Janet's energy lasted throughout the day, and was evident through the distinct sound of her footsteps. Although Janet was small in stature, her fast and powerful footfalls always gave her away. They burst with energy, much like Janet herself. Mike and Sara, who work downstairs, say they always knew when Janet was walking about above them because her steps were unlike any others.

Janet was also known for working very late at the office, often times staying overnight to finish a project or prepare for a meeting. Her energetic dedication was unrivaled. She did whatever it took to get the job done. This devotion not only applied to Janet's in-office work ethic, but it applied outside as well-literally. One wintry night a terrible winter snow storm had been forecast. Worried about driving home, Janet decided to stay in a hotel near the office. The next morning when Matt arrived at work planning to do some snow removal, he was stunned to see that Janet had already made the trip back to the office and had shoveled the entire walkway out in front of Headquarters-of all 24 inches of snow!


Janet as the boss


If Janet didn't have a photographic memory, she had something that was very close to it. Give her the name of a variable star and she could tell you the specific date, author, and title of an article on a subj ect that you were just "wondering" about. Her internet-like memory was not limited to variable stars, but also encompassed information about AAVSO members and observers. For instance, there was one time when she was out of the office and called Headquarters to find out somebody's phone number. Travis read her the number, to which she replied, "No, that's not right, that's his old number." Travis, thinking to himself, "how could she possibly know if that is the wrong number with out dialing it, especially when she barely knows this person?" went to go find the updated number. Sure enough he found out that it was indeed the old number and when giving Janet the new one she said, "Yes, this is the right one."

Janet also had a terrific sense of humor that could often be seen through the unique twinkle in her eye and a great child-like grin. Once Travis leaned into her office and asked if she wanted anything from a local store for lunch. She told him that she would like "a salad from the salad bar." So Travis, feeling a bit overwhelmed by the fact that he had no idea what she liked on her salad, asked her if there was anything in particular she wanted. To this she replied, "oh anything," and as Travis turned to leave, she added, "and your job is riding on it." Janet was, of course, smiling like a Cheshire cat while saying this. Realizing that he had been the subject of some of Janet's light humor, Travis laughed-eventually.

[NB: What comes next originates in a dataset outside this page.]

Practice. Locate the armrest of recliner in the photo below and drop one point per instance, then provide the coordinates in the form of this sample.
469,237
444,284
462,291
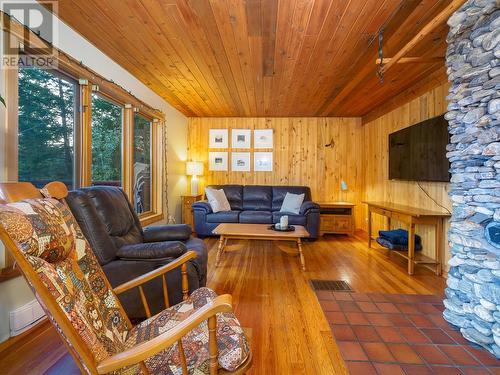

With her charismatic personality, Janet had a way of pulling people in to listen to what she had to say. Often times, she would come out of her office into the "big room" and start talking about something to no one in particular, but by the end of what she was saying, most people were engaged and it had transformed into an office-wide discussion. Perhaps it was an unusual method, but it was effective in getting a consensus on a matter, which is probably what she was trying to do anyway.